Yo bien sé que son muy pocos los que ven al hormiguero
Que se afana y que se esfuerza con empuje verdadero
Por lograr un adelanto, por vencer y conquistar;
Las estrellas, siendo soles, no fulguran deslumbrantes,
Y es que brillan tan lejanas, tan lejanas, tan distantes,
Que hay que alzar mucho los ojos para verlas rutilar.
Todos ven la excelsa cumbre que es penacho de la sierra.
Nadie fija la mirada en los átomos de tierra
Que en un plazo no remoto nuestro cuerpo han de envolver;
Todos miran asombrados las Pirámides ingentes,
Y no piensan que esas moles no se alzaran imponentes
Sin los granos de la arena que les dieron forma y ser.
Todos saben las historias de los Césares gloriosos;
Todos guardan el recuerdo de caudillos victoriosos:
De Alejandro y de Pompeyo, de Cortés y de Colón;
Y la historia del humilde que no tiene quien lo alabe,
Todos, todos la olvidaron; ¡todos no! que bien la sabe
La familia del soldado que mendiga protección.

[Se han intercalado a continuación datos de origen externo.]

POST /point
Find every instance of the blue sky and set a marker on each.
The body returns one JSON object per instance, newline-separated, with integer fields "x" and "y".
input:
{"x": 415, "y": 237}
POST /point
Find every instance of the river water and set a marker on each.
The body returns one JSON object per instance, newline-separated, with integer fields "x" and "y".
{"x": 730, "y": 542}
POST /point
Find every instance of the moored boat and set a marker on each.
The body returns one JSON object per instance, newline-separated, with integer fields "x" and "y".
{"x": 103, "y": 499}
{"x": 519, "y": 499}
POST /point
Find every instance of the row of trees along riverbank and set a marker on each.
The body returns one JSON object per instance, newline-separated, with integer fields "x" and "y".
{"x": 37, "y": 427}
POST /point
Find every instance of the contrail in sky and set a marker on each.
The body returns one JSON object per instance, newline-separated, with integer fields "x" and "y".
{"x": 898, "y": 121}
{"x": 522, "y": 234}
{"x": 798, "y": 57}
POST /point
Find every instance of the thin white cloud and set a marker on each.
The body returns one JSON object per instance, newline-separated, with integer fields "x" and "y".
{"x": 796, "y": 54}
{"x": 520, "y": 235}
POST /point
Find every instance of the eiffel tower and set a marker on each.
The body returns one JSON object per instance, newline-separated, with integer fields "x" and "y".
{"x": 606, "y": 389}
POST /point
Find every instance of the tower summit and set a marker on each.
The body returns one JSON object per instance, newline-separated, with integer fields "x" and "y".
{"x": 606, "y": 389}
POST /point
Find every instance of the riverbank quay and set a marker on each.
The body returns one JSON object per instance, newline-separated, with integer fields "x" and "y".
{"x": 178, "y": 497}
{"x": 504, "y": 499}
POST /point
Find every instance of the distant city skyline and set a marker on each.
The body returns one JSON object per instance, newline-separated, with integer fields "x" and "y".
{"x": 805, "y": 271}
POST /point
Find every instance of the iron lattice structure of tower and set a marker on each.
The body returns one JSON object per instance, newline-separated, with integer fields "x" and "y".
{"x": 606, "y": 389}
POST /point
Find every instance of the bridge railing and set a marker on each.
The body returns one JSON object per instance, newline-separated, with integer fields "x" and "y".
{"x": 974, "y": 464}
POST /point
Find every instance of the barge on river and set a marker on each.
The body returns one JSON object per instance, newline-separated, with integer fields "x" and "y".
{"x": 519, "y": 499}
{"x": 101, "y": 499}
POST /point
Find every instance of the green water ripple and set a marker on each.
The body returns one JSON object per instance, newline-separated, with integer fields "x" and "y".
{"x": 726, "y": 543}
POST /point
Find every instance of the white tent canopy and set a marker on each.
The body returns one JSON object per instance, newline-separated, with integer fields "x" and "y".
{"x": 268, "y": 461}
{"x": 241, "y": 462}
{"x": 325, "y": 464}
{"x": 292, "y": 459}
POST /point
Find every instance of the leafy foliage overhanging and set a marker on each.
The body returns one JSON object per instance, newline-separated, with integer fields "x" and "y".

Cuando cruzo por el valle, cuando trepo la colina,
Cuando en tierra castellana o en ribera levantina
Me detengo ante los bravos que batallan por el pan,
Siento afanes imposibles que son vida de mis sueños,
Y, admirando las grandezas que atesoran los pequeños,
Con impulso irrefrenable mis cariños a ellos van.
A ellos, sí, porque son grandes con magnifica grandeza;
A ellos, sí, porque son nobles, y es del alma su nobleza;
A ellos, sí, porque son buenos sin rencores ni altivez;
A ellos, sí, que son promesa de otros tiempos más fecundos;
A ellos, sí, porque la llama redentora de los mundos
Surgirá, como en Judea... ¡de la humilde pequeñez!